Bu noktada hiç istemesem de sırtlanlara da değinmeden geçmeyeyim. Bu hayvanları sevemedim gitti. Sevene de rastlamadım zaten. Sırtlanlar hem kendileri avlanıyorlar, hem de diğer hayvanların avlarını çalıyorlar. Aklınıza gelebilecek her şeyi yiyebilme özelliğine sahip olan bu sevimsiz hayvanlar midelerinin salgılamış olduğu asit sayesinde her şeyi sindirebiliyormuş ve bu asit nedeniyle de hiç bir hayvan sırtlan yemiyormuş. Pis hayvanlar pissss...


Yavrusu sevimli ama :) Büyümese bunlar...
Fillere gelince... Filler de genel olarak grup halinde takılıyorlar. Aile kavramları var ve özellikle yavruları konusunda çok hassaslar. Genel olarak hayvanlara çok yakın bir konumdayken sessiz, sakin olmanızda fayda var. Ama eğer fillerin yanında iseniz çok çok daha sessiz olmalısınız, ses şiddeti fısıltının üzerinde olmasın. Anında tepki gösteriyorlar, aklınızda bulunsun...



Serengeti'de içinde hipopotamların bolca bulunduğu bir gölet var. Rehberimizi bizi oraya götürüyor. Burası parkın içinde park gibi bir yer. Araçlardan inip göletin yanından hipopotamları izleyebiliyorsunuz. Korkunç bir koku var burada ama insanoğlu işte, her şeye alışıyoruz ya on dakika sonra sanki o koku hiç yokmuş gibi... Su tamamıyla hipopotam dolu. İğne atsan düşmeyecek neredeyse. İleride karada iki tane de timsah var. Bizden uzakta canıııımm, paniğe gerek yok :)

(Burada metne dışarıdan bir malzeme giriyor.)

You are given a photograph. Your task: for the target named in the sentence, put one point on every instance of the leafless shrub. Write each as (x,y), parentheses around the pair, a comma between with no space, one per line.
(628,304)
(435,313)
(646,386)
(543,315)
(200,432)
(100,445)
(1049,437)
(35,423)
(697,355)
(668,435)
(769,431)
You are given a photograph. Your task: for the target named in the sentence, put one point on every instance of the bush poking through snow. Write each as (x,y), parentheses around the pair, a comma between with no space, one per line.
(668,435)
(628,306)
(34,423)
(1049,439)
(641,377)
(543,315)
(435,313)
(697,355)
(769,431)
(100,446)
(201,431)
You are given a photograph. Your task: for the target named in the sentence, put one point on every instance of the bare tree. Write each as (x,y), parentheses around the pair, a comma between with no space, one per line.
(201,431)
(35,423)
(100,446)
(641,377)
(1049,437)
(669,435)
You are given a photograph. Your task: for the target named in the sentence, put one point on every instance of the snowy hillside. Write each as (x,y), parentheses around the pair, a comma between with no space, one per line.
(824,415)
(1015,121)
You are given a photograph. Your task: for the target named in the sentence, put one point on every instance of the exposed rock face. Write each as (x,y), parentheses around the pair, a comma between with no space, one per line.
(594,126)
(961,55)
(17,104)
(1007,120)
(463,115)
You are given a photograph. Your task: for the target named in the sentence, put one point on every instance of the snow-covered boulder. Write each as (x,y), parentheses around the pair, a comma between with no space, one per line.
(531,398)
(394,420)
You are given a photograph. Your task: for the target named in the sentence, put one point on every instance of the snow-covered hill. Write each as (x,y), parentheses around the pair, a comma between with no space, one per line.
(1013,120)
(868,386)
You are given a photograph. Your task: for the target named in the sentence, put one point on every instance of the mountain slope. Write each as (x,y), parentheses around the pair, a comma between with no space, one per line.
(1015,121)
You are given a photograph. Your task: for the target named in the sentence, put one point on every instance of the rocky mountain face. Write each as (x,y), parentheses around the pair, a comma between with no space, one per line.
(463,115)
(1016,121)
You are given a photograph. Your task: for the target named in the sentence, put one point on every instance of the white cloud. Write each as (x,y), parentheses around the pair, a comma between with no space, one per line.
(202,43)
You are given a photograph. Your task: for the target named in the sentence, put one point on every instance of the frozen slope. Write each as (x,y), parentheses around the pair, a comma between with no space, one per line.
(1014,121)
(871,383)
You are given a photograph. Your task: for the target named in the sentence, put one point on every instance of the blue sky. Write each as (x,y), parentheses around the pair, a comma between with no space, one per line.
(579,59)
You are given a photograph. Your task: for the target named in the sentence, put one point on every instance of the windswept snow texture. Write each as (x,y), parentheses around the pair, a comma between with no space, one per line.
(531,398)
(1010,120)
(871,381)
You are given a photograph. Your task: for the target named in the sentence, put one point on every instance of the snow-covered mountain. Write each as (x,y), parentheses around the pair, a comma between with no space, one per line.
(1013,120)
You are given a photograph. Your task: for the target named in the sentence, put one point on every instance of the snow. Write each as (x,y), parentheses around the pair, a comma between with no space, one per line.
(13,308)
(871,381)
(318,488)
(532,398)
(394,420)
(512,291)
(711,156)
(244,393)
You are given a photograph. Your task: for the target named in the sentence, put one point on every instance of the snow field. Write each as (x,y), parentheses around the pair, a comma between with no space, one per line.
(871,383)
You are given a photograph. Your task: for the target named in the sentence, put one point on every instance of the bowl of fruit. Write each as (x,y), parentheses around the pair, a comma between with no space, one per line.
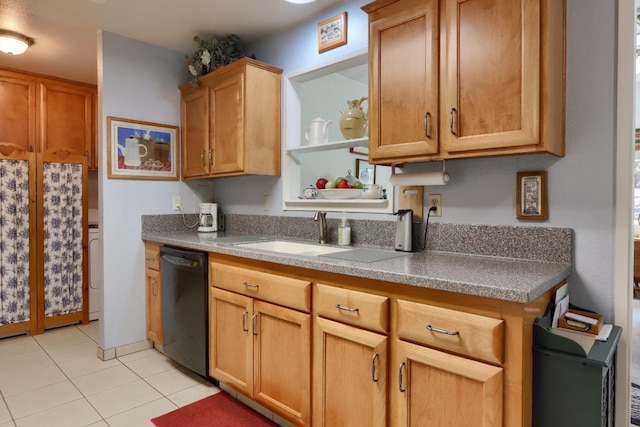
(340,188)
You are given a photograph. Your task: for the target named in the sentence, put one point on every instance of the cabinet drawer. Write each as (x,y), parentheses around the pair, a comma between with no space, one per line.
(281,290)
(361,309)
(476,336)
(152,256)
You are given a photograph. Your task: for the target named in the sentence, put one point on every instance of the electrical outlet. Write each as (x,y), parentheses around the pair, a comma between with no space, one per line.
(435,200)
(177,203)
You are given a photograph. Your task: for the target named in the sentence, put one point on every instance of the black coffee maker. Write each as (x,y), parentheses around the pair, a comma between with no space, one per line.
(404,230)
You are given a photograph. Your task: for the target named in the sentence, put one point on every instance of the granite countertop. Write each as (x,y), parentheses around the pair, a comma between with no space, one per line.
(501,278)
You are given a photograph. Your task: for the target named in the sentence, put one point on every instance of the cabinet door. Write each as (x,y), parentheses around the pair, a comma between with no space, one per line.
(403,89)
(227,118)
(282,361)
(196,156)
(350,376)
(18,112)
(154,306)
(230,339)
(438,389)
(491,74)
(66,117)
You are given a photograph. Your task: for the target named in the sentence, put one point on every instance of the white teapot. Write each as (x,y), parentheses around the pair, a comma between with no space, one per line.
(318,133)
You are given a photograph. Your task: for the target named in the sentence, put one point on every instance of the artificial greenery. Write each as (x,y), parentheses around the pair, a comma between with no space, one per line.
(213,54)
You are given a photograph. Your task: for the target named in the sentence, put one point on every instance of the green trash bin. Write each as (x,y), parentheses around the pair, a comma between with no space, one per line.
(571,387)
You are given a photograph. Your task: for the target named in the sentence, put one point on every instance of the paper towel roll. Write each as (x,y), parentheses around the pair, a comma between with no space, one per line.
(419,178)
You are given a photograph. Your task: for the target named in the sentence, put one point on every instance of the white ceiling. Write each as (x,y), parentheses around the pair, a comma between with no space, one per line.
(65,31)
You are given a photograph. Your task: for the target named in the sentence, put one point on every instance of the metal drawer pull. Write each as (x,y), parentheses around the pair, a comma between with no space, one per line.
(442,331)
(244,321)
(253,324)
(402,389)
(427,115)
(342,307)
(451,113)
(373,368)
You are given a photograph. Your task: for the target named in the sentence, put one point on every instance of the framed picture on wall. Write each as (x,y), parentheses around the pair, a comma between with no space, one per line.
(332,32)
(532,196)
(141,150)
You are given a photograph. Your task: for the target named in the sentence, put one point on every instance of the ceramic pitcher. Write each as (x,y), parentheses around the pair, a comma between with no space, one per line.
(353,122)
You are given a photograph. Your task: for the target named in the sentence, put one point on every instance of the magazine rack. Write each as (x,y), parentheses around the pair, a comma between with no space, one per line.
(571,387)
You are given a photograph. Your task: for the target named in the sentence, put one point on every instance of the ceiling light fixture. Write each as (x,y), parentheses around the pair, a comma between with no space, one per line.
(14,43)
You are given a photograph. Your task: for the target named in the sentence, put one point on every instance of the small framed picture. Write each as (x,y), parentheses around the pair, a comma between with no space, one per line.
(532,196)
(141,150)
(332,32)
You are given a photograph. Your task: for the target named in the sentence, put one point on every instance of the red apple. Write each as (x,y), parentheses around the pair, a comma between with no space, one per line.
(320,183)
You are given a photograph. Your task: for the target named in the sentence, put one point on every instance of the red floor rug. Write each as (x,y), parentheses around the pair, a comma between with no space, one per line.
(217,410)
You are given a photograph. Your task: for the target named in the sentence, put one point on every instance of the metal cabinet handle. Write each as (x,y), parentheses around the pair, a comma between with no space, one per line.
(253,324)
(427,116)
(345,308)
(442,331)
(451,113)
(244,321)
(373,368)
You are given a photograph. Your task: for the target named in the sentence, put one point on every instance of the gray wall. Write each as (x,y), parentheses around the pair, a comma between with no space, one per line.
(139,81)
(483,191)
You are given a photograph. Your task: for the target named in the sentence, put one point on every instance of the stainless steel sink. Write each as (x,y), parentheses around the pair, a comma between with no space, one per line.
(294,248)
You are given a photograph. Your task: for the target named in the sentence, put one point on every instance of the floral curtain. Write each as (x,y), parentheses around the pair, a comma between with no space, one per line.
(62,192)
(14,241)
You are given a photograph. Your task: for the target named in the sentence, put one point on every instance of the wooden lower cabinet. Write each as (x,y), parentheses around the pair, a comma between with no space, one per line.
(153,292)
(263,351)
(434,388)
(350,376)
(154,306)
(379,354)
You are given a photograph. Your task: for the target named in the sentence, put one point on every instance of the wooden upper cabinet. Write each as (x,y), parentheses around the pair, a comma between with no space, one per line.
(195,132)
(18,112)
(231,122)
(42,113)
(66,117)
(227,122)
(499,73)
(403,70)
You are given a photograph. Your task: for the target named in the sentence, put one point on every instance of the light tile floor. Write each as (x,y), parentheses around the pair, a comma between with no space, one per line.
(56,379)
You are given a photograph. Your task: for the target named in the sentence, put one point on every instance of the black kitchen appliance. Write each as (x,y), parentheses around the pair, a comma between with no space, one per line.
(404,230)
(184,307)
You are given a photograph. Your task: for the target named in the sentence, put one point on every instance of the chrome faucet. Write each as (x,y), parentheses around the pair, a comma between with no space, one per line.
(321,218)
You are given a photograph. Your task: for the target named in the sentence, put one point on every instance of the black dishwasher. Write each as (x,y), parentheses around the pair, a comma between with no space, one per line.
(184,307)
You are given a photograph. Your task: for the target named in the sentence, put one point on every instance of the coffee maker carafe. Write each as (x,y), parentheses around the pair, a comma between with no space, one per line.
(208,217)
(404,231)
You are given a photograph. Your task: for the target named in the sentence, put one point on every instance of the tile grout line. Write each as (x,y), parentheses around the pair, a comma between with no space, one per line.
(68,379)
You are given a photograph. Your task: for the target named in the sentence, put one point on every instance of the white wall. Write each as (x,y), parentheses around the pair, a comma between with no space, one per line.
(136,81)
(483,191)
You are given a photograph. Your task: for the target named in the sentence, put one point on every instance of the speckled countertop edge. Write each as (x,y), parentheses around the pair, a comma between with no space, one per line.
(507,279)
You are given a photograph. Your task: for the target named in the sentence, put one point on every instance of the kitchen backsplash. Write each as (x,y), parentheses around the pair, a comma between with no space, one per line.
(549,244)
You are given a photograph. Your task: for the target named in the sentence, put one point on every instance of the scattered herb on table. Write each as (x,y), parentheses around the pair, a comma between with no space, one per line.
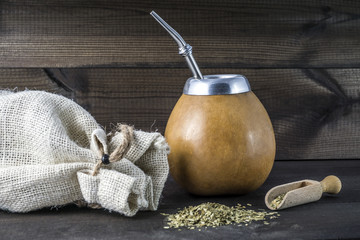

Serengeti'de kaldığımız kamp alanı da açık alanda yer alıyor. Duş ve tuvaletler oldukça kısıtlı sayıda ve sıcak su yok. Gece herhangi bir koruma da yok. Burası normal şartlar altında benim pek tavsiye edebileceğim bir kamp alanı değil. Ama macera ruhu yüksek, adrenalin sever bir şahsiyetseniz tam size göre, o ayrı. Son gidişimizde akşam yemeğinde etrafta sırtlan sesleri duymuştuk ve gece yatmadan grup halinde tuvalete giderken de çevrede dolaştıklarını görmüştük. En nihayetinde herkes yattıktan sonra kampa geldiler ve çöpü karıştırarak karınlarını doyurmaya çalıştılar. Sabah, rehberimiz korkmamamızı, rahat olmamızı çadırlarımızda yiyecek herhangi bir şey olmadığı takdirde yaklaşmadıklarını söyledi ama hatırlatırım, bu hayvanlar her şeyi yiyorlar. Neyse, anladım ki ben iki adım ötemde sırtlanlar tepişirken uyumaktan pek hoşlanmıyormuşum. Uykusuz her gece, Serengeti'de...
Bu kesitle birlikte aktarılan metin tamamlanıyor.